Whipple's disease results from infection with the microorganism Tropheryma whipplei. Although the microorganism apparently is common in the environment, researchers don't know exactly how Tropheryma whipplei is transmitted to humans. Most often, the disease is seen in middle-age men. For example, in one large series of 664 patients with the disease, 86 percent were male and the average age at diagnosis was 49. However, Whipple's disease is extremely uncommon. Estimates are that the disease affects less than one in 1 million people each year.
Usually, the first part of the body affected by Whipple's disease is the small intestine. The infection causes inflammation within the small intestine's lining and the surrounding lymph nodes. This inflammation leads to symptoms such as abdominal pain, cramping, diarrhea and weight loss. If not treated, Whipple's disease may lead to malnutrition because, due to chronic diarrhea, the small intestine is unable to absorb enough nutrients.
As the disease progresses, the infection can cause inflammation in almost any organ in the body, especially the nervous system, heart, joints, skin and eyes. Symptoms such as joint pain, back pain, double vision, difficulty with memory and thinking, altered consciousness and increased skin pigmentation can result. If the heart is affected, Whipple's disease can cause infection of the inner lining of the heart (endocarditis), infection of the heart muscle (myocarditis) and inflammation of the sac surrounding the heart (pericarditis).
Because Whipple's disease usually affects the small intestine first, the primary diagnostic test for this disorder is an endoscopic examination of the upper gastrointestinal tract with a tissue sample (biopsy) of the small intestine. During an upper endoscopy, a doctor who specializes in diseases of the digestive system (gastroenterologist) visually examines the upper digestive system with a tiny scope on the end of a long, flexible tube. For people who have symptoms of Whipple's disease involving other organs, a biopsy of those organs may also be necessary.
Treatment of Whipple's disease involves antibiotics to eradicate the microorganisms. In the past, oral antibiotics, such as tetracycline, were usually given first. With oral antibiotics, recurrence of the disease was not uncommon, often within the nervous system.

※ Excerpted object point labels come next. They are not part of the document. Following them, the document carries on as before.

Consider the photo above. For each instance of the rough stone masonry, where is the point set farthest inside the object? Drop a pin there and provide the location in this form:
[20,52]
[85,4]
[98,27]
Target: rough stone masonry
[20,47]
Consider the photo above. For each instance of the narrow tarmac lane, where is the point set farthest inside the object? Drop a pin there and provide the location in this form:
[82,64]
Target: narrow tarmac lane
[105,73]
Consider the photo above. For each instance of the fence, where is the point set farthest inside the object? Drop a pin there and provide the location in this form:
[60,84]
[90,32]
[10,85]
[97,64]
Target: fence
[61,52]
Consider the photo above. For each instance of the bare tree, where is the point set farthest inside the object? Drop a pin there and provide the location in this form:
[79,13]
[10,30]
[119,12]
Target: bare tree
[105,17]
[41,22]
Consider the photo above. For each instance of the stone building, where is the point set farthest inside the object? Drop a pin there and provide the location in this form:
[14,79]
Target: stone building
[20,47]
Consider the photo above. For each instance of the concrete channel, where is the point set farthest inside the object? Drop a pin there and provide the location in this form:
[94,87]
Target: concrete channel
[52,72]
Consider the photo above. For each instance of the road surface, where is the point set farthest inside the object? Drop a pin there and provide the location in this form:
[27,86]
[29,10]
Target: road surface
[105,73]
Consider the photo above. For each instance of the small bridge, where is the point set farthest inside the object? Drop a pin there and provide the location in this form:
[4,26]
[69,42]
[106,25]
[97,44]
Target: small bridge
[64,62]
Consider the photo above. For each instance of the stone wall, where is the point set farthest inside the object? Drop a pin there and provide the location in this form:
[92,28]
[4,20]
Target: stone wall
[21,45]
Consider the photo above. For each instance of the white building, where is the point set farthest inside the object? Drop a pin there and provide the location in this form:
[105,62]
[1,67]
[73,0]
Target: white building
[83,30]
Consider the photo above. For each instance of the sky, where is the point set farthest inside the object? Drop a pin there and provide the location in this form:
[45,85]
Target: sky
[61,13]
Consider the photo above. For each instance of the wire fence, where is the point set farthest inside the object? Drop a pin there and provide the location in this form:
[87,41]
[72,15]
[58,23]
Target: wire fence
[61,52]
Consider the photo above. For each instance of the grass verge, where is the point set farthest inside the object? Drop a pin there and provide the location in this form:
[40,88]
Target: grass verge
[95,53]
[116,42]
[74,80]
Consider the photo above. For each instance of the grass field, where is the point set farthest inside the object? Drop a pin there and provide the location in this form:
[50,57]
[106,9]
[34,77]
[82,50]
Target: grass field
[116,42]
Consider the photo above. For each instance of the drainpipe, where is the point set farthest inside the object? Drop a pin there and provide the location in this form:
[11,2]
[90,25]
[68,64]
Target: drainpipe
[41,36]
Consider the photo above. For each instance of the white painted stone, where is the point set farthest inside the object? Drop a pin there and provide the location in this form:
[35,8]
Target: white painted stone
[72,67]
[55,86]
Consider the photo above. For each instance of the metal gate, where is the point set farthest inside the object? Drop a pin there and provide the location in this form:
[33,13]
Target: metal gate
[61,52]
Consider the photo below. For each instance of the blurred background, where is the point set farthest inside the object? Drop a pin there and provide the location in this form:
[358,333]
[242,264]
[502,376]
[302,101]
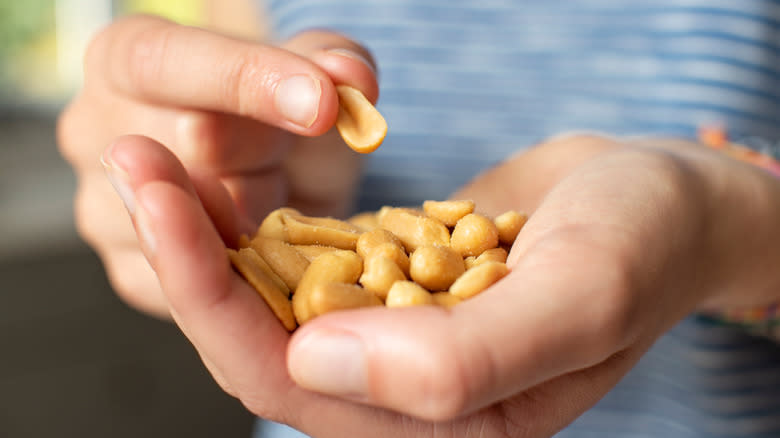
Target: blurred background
[74,360]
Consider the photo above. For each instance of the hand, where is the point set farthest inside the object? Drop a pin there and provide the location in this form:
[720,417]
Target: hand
[232,111]
[622,243]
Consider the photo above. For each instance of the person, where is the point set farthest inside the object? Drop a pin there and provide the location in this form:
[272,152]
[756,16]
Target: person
[583,114]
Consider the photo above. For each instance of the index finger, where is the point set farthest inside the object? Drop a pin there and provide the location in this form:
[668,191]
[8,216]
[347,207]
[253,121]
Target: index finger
[152,59]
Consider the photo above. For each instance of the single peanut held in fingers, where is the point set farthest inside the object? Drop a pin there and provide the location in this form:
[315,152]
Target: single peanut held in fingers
[474,234]
[360,124]
[477,279]
[277,301]
[435,267]
[407,294]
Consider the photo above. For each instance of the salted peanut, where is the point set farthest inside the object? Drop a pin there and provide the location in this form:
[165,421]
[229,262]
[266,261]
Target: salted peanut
[339,266]
[445,299]
[414,229]
[448,212]
[435,267]
[283,258]
[407,294]
[251,256]
[379,274]
[361,126]
[366,221]
[330,297]
[473,234]
[394,252]
[371,239]
[477,279]
[244,241]
[273,224]
[275,298]
[509,225]
[489,255]
[303,230]
[311,252]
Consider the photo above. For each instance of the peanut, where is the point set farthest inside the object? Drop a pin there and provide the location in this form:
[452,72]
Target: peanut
[361,126]
[435,267]
[474,234]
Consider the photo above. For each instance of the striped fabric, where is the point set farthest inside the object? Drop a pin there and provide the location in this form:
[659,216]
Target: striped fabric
[464,83]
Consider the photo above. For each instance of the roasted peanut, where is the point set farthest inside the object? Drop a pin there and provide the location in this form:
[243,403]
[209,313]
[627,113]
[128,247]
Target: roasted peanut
[311,252]
[379,274]
[330,297]
[393,252]
[445,299]
[361,126]
[489,255]
[448,212]
[273,224]
[371,239]
[246,262]
[509,225]
[333,267]
[406,294]
[414,229]
[474,234]
[435,267]
[284,260]
[477,279]
[303,230]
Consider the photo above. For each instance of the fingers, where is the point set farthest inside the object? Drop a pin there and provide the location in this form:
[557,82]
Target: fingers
[155,60]
[552,315]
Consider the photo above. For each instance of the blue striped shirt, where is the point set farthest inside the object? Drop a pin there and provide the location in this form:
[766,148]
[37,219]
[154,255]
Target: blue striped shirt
[466,83]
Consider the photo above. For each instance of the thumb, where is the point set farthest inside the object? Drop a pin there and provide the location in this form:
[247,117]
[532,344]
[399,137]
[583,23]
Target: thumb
[542,321]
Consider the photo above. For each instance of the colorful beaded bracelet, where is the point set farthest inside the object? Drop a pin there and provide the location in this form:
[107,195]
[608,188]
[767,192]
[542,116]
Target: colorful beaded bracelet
[761,320]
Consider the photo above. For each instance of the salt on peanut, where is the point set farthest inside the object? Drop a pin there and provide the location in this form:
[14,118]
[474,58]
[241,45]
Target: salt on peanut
[448,212]
[371,239]
[435,267]
[273,224]
[275,298]
[303,230]
[379,274]
[407,294]
[445,299]
[360,124]
[489,255]
[477,279]
[341,266]
[509,225]
[330,297]
[473,234]
[283,258]
[311,252]
[414,229]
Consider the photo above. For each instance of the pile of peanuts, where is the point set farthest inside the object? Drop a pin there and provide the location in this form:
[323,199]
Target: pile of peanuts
[440,254]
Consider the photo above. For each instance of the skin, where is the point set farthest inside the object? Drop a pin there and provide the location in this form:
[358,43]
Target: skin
[628,235]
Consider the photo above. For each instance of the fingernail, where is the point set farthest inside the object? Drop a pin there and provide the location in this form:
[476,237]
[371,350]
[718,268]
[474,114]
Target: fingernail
[297,99]
[330,362]
[119,179]
[353,55]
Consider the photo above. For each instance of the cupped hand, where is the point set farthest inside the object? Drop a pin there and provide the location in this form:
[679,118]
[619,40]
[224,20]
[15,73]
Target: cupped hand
[254,117]
[622,243]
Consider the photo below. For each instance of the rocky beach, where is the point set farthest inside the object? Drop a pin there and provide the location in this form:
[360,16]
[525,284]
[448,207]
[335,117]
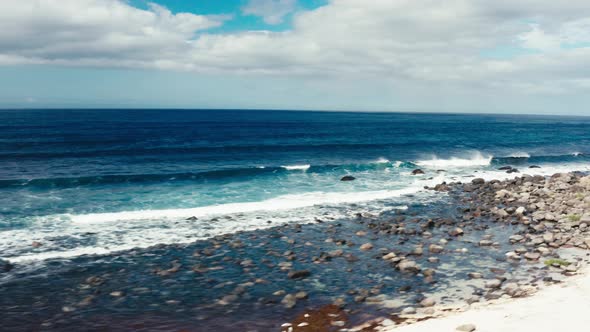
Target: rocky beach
[479,241]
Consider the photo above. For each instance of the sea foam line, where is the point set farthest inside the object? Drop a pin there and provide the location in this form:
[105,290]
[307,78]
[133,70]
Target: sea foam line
[284,202]
[477,159]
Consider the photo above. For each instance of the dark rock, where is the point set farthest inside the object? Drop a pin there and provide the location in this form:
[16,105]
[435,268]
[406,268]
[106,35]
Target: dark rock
[348,178]
[5,266]
[478,181]
[301,274]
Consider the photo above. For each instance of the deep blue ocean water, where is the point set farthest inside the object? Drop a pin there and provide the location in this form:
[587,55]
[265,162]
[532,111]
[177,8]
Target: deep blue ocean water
[99,181]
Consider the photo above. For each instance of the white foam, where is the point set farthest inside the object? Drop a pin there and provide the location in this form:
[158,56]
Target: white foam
[475,160]
[296,167]
[520,155]
[113,232]
[284,202]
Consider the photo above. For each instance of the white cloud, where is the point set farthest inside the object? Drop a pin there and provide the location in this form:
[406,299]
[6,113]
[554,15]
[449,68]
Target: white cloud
[418,43]
[272,11]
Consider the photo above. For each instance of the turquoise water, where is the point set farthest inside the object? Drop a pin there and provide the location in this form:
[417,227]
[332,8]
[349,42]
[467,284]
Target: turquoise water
[99,181]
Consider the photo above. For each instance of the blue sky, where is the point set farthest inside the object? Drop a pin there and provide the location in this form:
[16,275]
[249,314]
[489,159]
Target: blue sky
[458,56]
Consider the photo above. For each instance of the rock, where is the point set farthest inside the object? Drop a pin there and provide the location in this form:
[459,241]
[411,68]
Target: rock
[348,178]
[456,232]
[532,256]
[366,246]
[301,274]
[485,243]
[408,311]
[478,181]
[493,283]
[427,302]
[408,266]
[466,328]
[289,301]
[548,237]
[5,266]
[301,295]
[503,193]
[389,256]
[435,248]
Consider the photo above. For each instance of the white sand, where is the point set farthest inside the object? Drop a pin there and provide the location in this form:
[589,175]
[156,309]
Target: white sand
[563,307]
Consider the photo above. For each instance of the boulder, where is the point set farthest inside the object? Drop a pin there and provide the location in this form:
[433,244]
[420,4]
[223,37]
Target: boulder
[478,181]
[435,248]
[427,302]
[366,246]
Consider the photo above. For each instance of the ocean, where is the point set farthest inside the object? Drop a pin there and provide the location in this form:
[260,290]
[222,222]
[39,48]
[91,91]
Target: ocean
[237,220]
[103,181]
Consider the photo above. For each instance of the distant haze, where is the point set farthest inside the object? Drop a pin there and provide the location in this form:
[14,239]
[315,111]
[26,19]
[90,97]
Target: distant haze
[475,56]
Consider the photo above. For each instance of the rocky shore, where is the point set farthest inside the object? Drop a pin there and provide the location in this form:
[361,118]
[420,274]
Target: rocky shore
[554,213]
[481,241]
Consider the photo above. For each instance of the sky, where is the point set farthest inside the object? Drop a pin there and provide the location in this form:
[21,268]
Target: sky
[502,56]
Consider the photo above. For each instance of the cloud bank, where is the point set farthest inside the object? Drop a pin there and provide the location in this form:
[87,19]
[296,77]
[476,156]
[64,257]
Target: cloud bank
[528,46]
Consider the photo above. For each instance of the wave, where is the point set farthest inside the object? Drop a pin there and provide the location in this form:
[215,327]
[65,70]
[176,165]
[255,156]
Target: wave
[476,159]
[296,167]
[519,155]
[284,202]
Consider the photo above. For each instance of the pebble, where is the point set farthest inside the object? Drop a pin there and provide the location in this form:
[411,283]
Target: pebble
[466,328]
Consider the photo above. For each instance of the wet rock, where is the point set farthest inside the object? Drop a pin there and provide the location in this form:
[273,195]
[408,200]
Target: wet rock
[493,283]
[408,266]
[485,243]
[389,256]
[289,301]
[532,256]
[301,295]
[478,181]
[427,302]
[348,178]
[456,232]
[435,248]
[301,274]
[466,328]
[366,246]
[409,311]
[5,266]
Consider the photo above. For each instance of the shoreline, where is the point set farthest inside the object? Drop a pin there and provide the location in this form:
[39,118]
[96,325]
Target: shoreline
[540,306]
[552,308]
[340,273]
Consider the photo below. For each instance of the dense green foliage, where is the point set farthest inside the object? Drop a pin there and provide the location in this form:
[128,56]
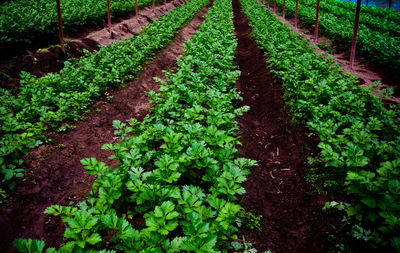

As a result, the current recommendation is to treat people who have Whipple's disease with intravenous (IV) antibiotics for 10 to 14 days, followed by a course of oral antibiotics for one year. With this more aggressive treatment, the disease recurs less often.
Antibiotic treatment for Whipple's disease usually results in prompt and effective relief of symptoms, with resolution of diarrhea typically within days and joint pain and other symptoms within weeks.
Whipple's disease that recurs can be more difficult to treat successfully. Most people are now diagnosed and treated in the early stages of the disease, though, when treatment is more likely to be effective and recurrence following treatment is less common.
— Conor Loftus, M.D., Gastroenterology and Hepatology, Mayo Clinic, Rochester, Minn.